Appointing a curator is expensive and time-consuming, as it requires various processes to be followed, including an application to the High Court. Medical affidavits are required, and an affidavit from a close friend or family member who can testify to the mental state of the person concerned. In total, such an application can easily cost R40 000 or more, not including the fees that the curator is entitled to from the estate itself for their work in managing the affairs (which could amount to at least R65 000 annually).
A less expensive process, which is recommended for estates smaller than R250 000, is to appoint an administrator. This application is done via the Master of the High Court. Although it costs less than a curatorship application, it can be just as time-consuming.
In both cases, during the period prior to the appointment of an administrator or a curator, the person suffering from dementia is left without protection.
The vested trust alternative
Luckily, there is another solution – creating a vested trust. With this kind of trust, the founder transfers ownership of assets to his or her beneficiaries, but administration and control of the assets is given nominated trustees. If the beneficiaries and trustees are chosen carefully, you can basically create a de facto curatorship without having to hand over control of your estate to a third party.

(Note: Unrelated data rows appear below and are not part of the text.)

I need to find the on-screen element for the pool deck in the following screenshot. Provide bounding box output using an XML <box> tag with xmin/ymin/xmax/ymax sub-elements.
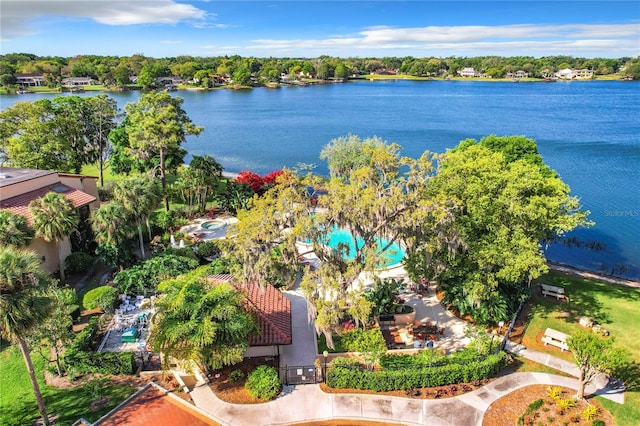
<box><xmin>180</xmin><ymin>215</ymin><xmax>238</xmax><ymax>241</ymax></box>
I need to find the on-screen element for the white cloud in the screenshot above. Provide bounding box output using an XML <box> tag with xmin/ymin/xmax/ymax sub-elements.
<box><xmin>247</xmin><ymin>24</ymin><xmax>640</xmax><ymax>56</ymax></box>
<box><xmin>0</xmin><ymin>0</ymin><xmax>212</xmax><ymax>40</ymax></box>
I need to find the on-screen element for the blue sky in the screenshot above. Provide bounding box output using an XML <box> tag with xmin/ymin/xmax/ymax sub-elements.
<box><xmin>0</xmin><ymin>0</ymin><xmax>640</xmax><ymax>58</ymax></box>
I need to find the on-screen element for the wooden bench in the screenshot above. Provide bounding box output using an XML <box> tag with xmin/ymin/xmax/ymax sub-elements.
<box><xmin>542</xmin><ymin>328</ymin><xmax>569</xmax><ymax>352</ymax></box>
<box><xmin>540</xmin><ymin>284</ymin><xmax>569</xmax><ymax>300</ymax></box>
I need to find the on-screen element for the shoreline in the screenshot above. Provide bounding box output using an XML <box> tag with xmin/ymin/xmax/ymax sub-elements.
<box><xmin>547</xmin><ymin>260</ymin><xmax>640</xmax><ymax>288</ymax></box>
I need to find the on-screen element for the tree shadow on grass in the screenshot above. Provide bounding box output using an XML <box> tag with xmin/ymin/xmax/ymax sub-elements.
<box><xmin>611</xmin><ymin>361</ymin><xmax>640</xmax><ymax>392</ymax></box>
<box><xmin>532</xmin><ymin>276</ymin><xmax>611</xmax><ymax>324</ymax></box>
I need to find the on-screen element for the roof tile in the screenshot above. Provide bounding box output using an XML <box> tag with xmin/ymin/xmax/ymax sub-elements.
<box><xmin>0</xmin><ymin>182</ymin><xmax>96</xmax><ymax>225</ymax></box>
<box><xmin>209</xmin><ymin>275</ymin><xmax>292</xmax><ymax>346</ymax></box>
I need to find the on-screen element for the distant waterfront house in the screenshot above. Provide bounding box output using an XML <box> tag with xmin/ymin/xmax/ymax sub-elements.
<box><xmin>156</xmin><ymin>75</ymin><xmax>184</xmax><ymax>86</ymax></box>
<box><xmin>62</xmin><ymin>77</ymin><xmax>98</xmax><ymax>87</ymax></box>
<box><xmin>13</xmin><ymin>74</ymin><xmax>46</xmax><ymax>87</ymax></box>
<box><xmin>573</xmin><ymin>69</ymin><xmax>593</xmax><ymax>80</ymax></box>
<box><xmin>208</xmin><ymin>275</ymin><xmax>293</xmax><ymax>358</ymax></box>
<box><xmin>555</xmin><ymin>68</ymin><xmax>593</xmax><ymax>80</ymax></box>
<box><xmin>0</xmin><ymin>167</ymin><xmax>99</xmax><ymax>273</ymax></box>
<box><xmin>458</xmin><ymin>68</ymin><xmax>476</xmax><ymax>77</ymax></box>
<box><xmin>371</xmin><ymin>68</ymin><xmax>398</xmax><ymax>75</ymax></box>
<box><xmin>507</xmin><ymin>70</ymin><xmax>529</xmax><ymax>78</ymax></box>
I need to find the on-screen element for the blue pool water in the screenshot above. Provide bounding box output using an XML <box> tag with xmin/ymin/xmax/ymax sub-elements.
<box><xmin>0</xmin><ymin>80</ymin><xmax>640</xmax><ymax>280</ymax></box>
<box><xmin>310</xmin><ymin>226</ymin><xmax>405</xmax><ymax>267</ymax></box>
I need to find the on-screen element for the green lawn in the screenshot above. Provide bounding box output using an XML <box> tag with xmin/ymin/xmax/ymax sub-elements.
<box><xmin>522</xmin><ymin>272</ymin><xmax>640</xmax><ymax>425</ymax></box>
<box><xmin>523</xmin><ymin>272</ymin><xmax>640</xmax><ymax>362</ymax></box>
<box><xmin>0</xmin><ymin>344</ymin><xmax>134</xmax><ymax>426</ymax></box>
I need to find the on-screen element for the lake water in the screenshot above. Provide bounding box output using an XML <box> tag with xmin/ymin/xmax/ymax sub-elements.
<box><xmin>0</xmin><ymin>80</ymin><xmax>640</xmax><ymax>279</ymax></box>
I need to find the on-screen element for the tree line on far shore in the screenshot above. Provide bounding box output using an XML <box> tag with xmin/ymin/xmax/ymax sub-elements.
<box><xmin>0</xmin><ymin>53</ymin><xmax>640</xmax><ymax>88</ymax></box>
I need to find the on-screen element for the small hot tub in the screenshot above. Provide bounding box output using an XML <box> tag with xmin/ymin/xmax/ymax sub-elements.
<box><xmin>205</xmin><ymin>220</ymin><xmax>226</xmax><ymax>231</ymax></box>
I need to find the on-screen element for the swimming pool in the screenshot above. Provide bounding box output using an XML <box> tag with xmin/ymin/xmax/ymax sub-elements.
<box><xmin>200</xmin><ymin>220</ymin><xmax>226</xmax><ymax>231</ymax></box>
<box><xmin>306</xmin><ymin>226</ymin><xmax>405</xmax><ymax>268</ymax></box>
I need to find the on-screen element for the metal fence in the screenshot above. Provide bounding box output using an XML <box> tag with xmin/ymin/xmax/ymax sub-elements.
<box><xmin>499</xmin><ymin>302</ymin><xmax>525</xmax><ymax>351</ymax></box>
<box><xmin>280</xmin><ymin>365</ymin><xmax>322</xmax><ymax>385</ymax></box>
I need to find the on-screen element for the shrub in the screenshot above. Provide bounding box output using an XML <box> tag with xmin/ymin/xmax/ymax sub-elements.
<box><xmin>556</xmin><ymin>398</ymin><xmax>576</xmax><ymax>410</ymax></box>
<box><xmin>547</xmin><ymin>386</ymin><xmax>562</xmax><ymax>401</ymax></box>
<box><xmin>229</xmin><ymin>370</ymin><xmax>244</xmax><ymax>383</ymax></box>
<box><xmin>210</xmin><ymin>257</ymin><xmax>238</xmax><ymax>275</ymax></box>
<box><xmin>151</xmin><ymin>210</ymin><xmax>175</xmax><ymax>232</ymax></box>
<box><xmin>516</xmin><ymin>398</ymin><xmax>553</xmax><ymax>426</ymax></box>
<box><xmin>580</xmin><ymin>405</ymin><xmax>600</xmax><ymax>420</ymax></box>
<box><xmin>64</xmin><ymin>251</ymin><xmax>93</xmax><ymax>274</ymax></box>
<box><xmin>64</xmin><ymin>352</ymin><xmax>136</xmax><ymax>375</ymax></box>
<box><xmin>327</xmin><ymin>352</ymin><xmax>508</xmax><ymax>392</ymax></box>
<box><xmin>82</xmin><ymin>285</ymin><xmax>118</xmax><ymax>313</ymax></box>
<box><xmin>113</xmin><ymin>248</ymin><xmax>199</xmax><ymax>294</ymax></box>
<box><xmin>236</xmin><ymin>170</ymin><xmax>264</xmax><ymax>192</ymax></box>
<box><xmin>245</xmin><ymin>365</ymin><xmax>280</xmax><ymax>401</ymax></box>
<box><xmin>197</xmin><ymin>241</ymin><xmax>220</xmax><ymax>257</ymax></box>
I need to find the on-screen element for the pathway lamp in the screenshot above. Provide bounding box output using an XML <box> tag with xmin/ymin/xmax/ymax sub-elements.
<box><xmin>322</xmin><ymin>351</ymin><xmax>329</xmax><ymax>383</ymax></box>
<box><xmin>489</xmin><ymin>330</ymin><xmax>498</xmax><ymax>353</ymax></box>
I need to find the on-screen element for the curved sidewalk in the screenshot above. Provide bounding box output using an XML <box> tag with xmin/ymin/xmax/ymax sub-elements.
<box><xmin>191</xmin><ymin>373</ymin><xmax>596</xmax><ymax>426</ymax></box>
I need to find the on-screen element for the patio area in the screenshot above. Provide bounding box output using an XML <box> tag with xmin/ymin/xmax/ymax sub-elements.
<box><xmin>380</xmin><ymin>277</ymin><xmax>471</xmax><ymax>353</ymax></box>
<box><xmin>178</xmin><ymin>215</ymin><xmax>238</xmax><ymax>244</ymax></box>
<box><xmin>98</xmin><ymin>295</ymin><xmax>155</xmax><ymax>358</ymax></box>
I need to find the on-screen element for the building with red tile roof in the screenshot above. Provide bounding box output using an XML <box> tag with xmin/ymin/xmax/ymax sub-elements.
<box><xmin>209</xmin><ymin>275</ymin><xmax>293</xmax><ymax>358</ymax></box>
<box><xmin>0</xmin><ymin>167</ymin><xmax>99</xmax><ymax>272</ymax></box>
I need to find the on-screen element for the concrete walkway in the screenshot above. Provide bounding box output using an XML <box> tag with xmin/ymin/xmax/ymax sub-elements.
<box><xmin>191</xmin><ymin>373</ymin><xmax>608</xmax><ymax>426</ymax></box>
<box><xmin>280</xmin><ymin>287</ymin><xmax>318</xmax><ymax>367</ymax></box>
<box><xmin>185</xmin><ymin>278</ymin><xmax>624</xmax><ymax>426</ymax></box>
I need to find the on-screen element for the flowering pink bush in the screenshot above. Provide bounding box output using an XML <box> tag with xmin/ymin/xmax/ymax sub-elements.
<box><xmin>262</xmin><ymin>170</ymin><xmax>284</xmax><ymax>185</ymax></box>
<box><xmin>342</xmin><ymin>320</ymin><xmax>356</xmax><ymax>331</ymax></box>
<box><xmin>236</xmin><ymin>170</ymin><xmax>264</xmax><ymax>192</ymax></box>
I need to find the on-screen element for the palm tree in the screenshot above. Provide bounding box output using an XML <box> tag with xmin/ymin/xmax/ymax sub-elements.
<box><xmin>113</xmin><ymin>177</ymin><xmax>162</xmax><ymax>259</ymax></box>
<box><xmin>29</xmin><ymin>192</ymin><xmax>79</xmax><ymax>282</ymax></box>
<box><xmin>0</xmin><ymin>210</ymin><xmax>34</xmax><ymax>247</ymax></box>
<box><xmin>150</xmin><ymin>270</ymin><xmax>257</xmax><ymax>369</ymax></box>
<box><xmin>113</xmin><ymin>178</ymin><xmax>146</xmax><ymax>259</ymax></box>
<box><xmin>0</xmin><ymin>246</ymin><xmax>51</xmax><ymax>425</ymax></box>
<box><xmin>91</xmin><ymin>200</ymin><xmax>131</xmax><ymax>247</ymax></box>
<box><xmin>139</xmin><ymin>175</ymin><xmax>162</xmax><ymax>241</ymax></box>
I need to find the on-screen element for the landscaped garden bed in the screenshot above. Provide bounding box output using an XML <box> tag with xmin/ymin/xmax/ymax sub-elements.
<box><xmin>482</xmin><ymin>385</ymin><xmax>614</xmax><ymax>426</ymax></box>
<box><xmin>209</xmin><ymin>357</ymin><xmax>278</xmax><ymax>404</ymax></box>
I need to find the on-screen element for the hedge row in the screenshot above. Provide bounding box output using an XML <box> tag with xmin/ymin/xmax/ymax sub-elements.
<box><xmin>327</xmin><ymin>352</ymin><xmax>508</xmax><ymax>392</ymax></box>
<box><xmin>66</xmin><ymin>316</ymin><xmax>98</xmax><ymax>353</ymax></box>
<box><xmin>380</xmin><ymin>348</ymin><xmax>487</xmax><ymax>369</ymax></box>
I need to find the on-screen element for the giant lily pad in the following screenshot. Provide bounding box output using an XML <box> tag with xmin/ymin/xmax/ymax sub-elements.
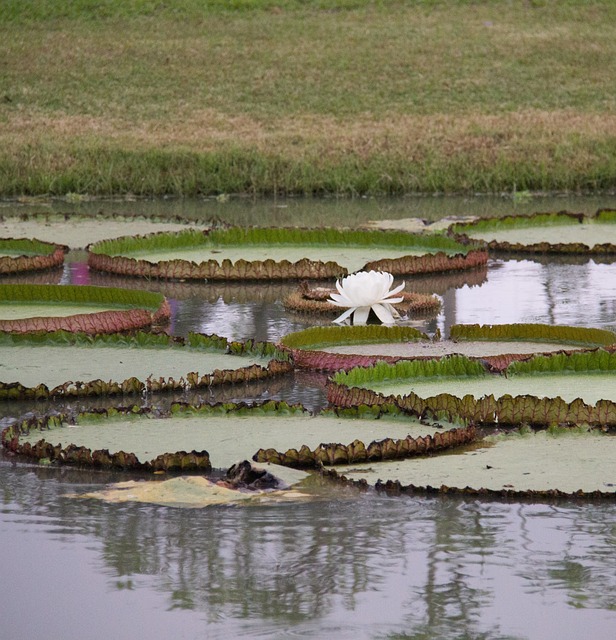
<box><xmin>88</xmin><ymin>228</ymin><xmax>487</xmax><ymax>280</ymax></box>
<box><xmin>0</xmin><ymin>332</ymin><xmax>292</xmax><ymax>400</ymax></box>
<box><xmin>0</xmin><ymin>238</ymin><xmax>67</xmax><ymax>274</ymax></box>
<box><xmin>337</xmin><ymin>429</ymin><xmax>616</xmax><ymax>499</ymax></box>
<box><xmin>328</xmin><ymin>349</ymin><xmax>616</xmax><ymax>429</ymax></box>
<box><xmin>0</xmin><ymin>212</ymin><xmax>209</xmax><ymax>253</ymax></box>
<box><xmin>2</xmin><ymin>402</ymin><xmax>466</xmax><ymax>472</ymax></box>
<box><xmin>0</xmin><ymin>284</ymin><xmax>171</xmax><ymax>335</ymax></box>
<box><xmin>450</xmin><ymin>209</ymin><xmax>616</xmax><ymax>255</ymax></box>
<box><xmin>280</xmin><ymin>324</ymin><xmax>616</xmax><ymax>371</ymax></box>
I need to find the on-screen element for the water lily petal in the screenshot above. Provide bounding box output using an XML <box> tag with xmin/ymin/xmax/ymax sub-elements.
<box><xmin>372</xmin><ymin>304</ymin><xmax>400</xmax><ymax>324</ymax></box>
<box><xmin>353</xmin><ymin>307</ymin><xmax>370</xmax><ymax>325</ymax></box>
<box><xmin>387</xmin><ymin>282</ymin><xmax>406</xmax><ymax>298</ymax></box>
<box><xmin>334</xmin><ymin>307</ymin><xmax>355</xmax><ymax>324</ymax></box>
<box><xmin>328</xmin><ymin>293</ymin><xmax>355</xmax><ymax>307</ymax></box>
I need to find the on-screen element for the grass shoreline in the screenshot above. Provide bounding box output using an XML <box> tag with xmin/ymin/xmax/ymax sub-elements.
<box><xmin>0</xmin><ymin>0</ymin><xmax>616</xmax><ymax>197</ymax></box>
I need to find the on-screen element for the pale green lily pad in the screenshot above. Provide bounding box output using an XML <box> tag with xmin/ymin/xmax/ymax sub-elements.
<box><xmin>0</xmin><ymin>345</ymin><xmax>269</xmax><ymax>388</ymax></box>
<box><xmin>450</xmin><ymin>209</ymin><xmax>616</xmax><ymax>254</ymax></box>
<box><xmin>469</xmin><ymin>223</ymin><xmax>616</xmax><ymax>247</ymax></box>
<box><xmin>362</xmin><ymin>371</ymin><xmax>616</xmax><ymax>404</ymax></box>
<box><xmin>280</xmin><ymin>324</ymin><xmax>616</xmax><ymax>371</ymax></box>
<box><xmin>0</xmin><ymin>301</ymin><xmax>137</xmax><ymax>320</ymax></box>
<box><xmin>69</xmin><ymin>464</ymin><xmax>312</xmax><ymax>509</ymax></box>
<box><xmin>0</xmin><ymin>213</ymin><xmax>207</xmax><ymax>249</ymax></box>
<box><xmin>20</xmin><ymin>413</ymin><xmax>443</xmax><ymax>469</ymax></box>
<box><xmin>124</xmin><ymin>245</ymin><xmax>436</xmax><ymax>273</ymax></box>
<box><xmin>0</xmin><ymin>332</ymin><xmax>286</xmax><ymax>399</ymax></box>
<box><xmin>336</xmin><ymin>430</ymin><xmax>616</xmax><ymax>494</ymax></box>
<box><xmin>328</xmin><ymin>348</ymin><xmax>616</xmax><ymax>429</ymax></box>
<box><xmin>88</xmin><ymin>227</ymin><xmax>487</xmax><ymax>280</ymax></box>
<box><xmin>321</xmin><ymin>340</ymin><xmax>584</xmax><ymax>358</ymax></box>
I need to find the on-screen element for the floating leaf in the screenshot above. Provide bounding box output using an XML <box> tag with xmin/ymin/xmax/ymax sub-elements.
<box><xmin>88</xmin><ymin>227</ymin><xmax>487</xmax><ymax>280</ymax></box>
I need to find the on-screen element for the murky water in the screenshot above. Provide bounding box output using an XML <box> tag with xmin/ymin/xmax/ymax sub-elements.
<box><xmin>0</xmin><ymin>199</ymin><xmax>616</xmax><ymax>640</ymax></box>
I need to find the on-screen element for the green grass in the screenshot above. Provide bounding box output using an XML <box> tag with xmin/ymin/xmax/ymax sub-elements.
<box><xmin>0</xmin><ymin>0</ymin><xmax>616</xmax><ymax>196</ymax></box>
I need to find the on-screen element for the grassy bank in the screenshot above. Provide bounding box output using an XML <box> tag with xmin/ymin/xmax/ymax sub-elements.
<box><xmin>0</xmin><ymin>0</ymin><xmax>616</xmax><ymax>196</ymax></box>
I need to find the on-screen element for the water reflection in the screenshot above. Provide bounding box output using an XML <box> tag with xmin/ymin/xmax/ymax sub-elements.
<box><xmin>0</xmin><ymin>462</ymin><xmax>616</xmax><ymax>640</ymax></box>
<box><xmin>0</xmin><ymin>199</ymin><xmax>616</xmax><ymax>640</ymax></box>
<box><xmin>444</xmin><ymin>260</ymin><xmax>616</xmax><ymax>329</ymax></box>
<box><xmin>0</xmin><ymin>194</ymin><xmax>616</xmax><ymax>227</ymax></box>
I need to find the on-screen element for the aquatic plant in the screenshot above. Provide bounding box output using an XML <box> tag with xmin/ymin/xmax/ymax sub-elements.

For example, one of our clients was worried about his wife, who had early-stage dementia. We advised him to set up a vested trust where the beneficiaries were he and his wife, and the trustees were family members they could rely on.
Setting up a vested trust has some costs: The trust deed needs to be drafted, which could cost about R10 000, and there is a nominal fee of R250 due to the Master’s Office for registration and to procure the Letter of Authority. Annually, there are administration fees involved in running the trust, as well as reasonable remuneration for trustees. Costs do vary but even the most complex structure usually doesn’t have annual fees exceeding R50 000.
Setting up a vested trust is the safest, most personal and often the most cost-effective way to deal with the financial affairs of a person who has lost mental capacity to make their own decisions. When someone is suffering from a disease like dementia, it places enormous stress on a family – the last thing you want to worry about is money.
Plan ahead and ask a professional advisor for help. There are a number of issues to consider when setting up a vested trust – mostly regarding tax – but none are insurmountable. A professional will be able to tailor the trust to suit you and your family’s needs, assist with the process of establishing the trust, and make it as tax efficient as possible for ultimate long-term benefit.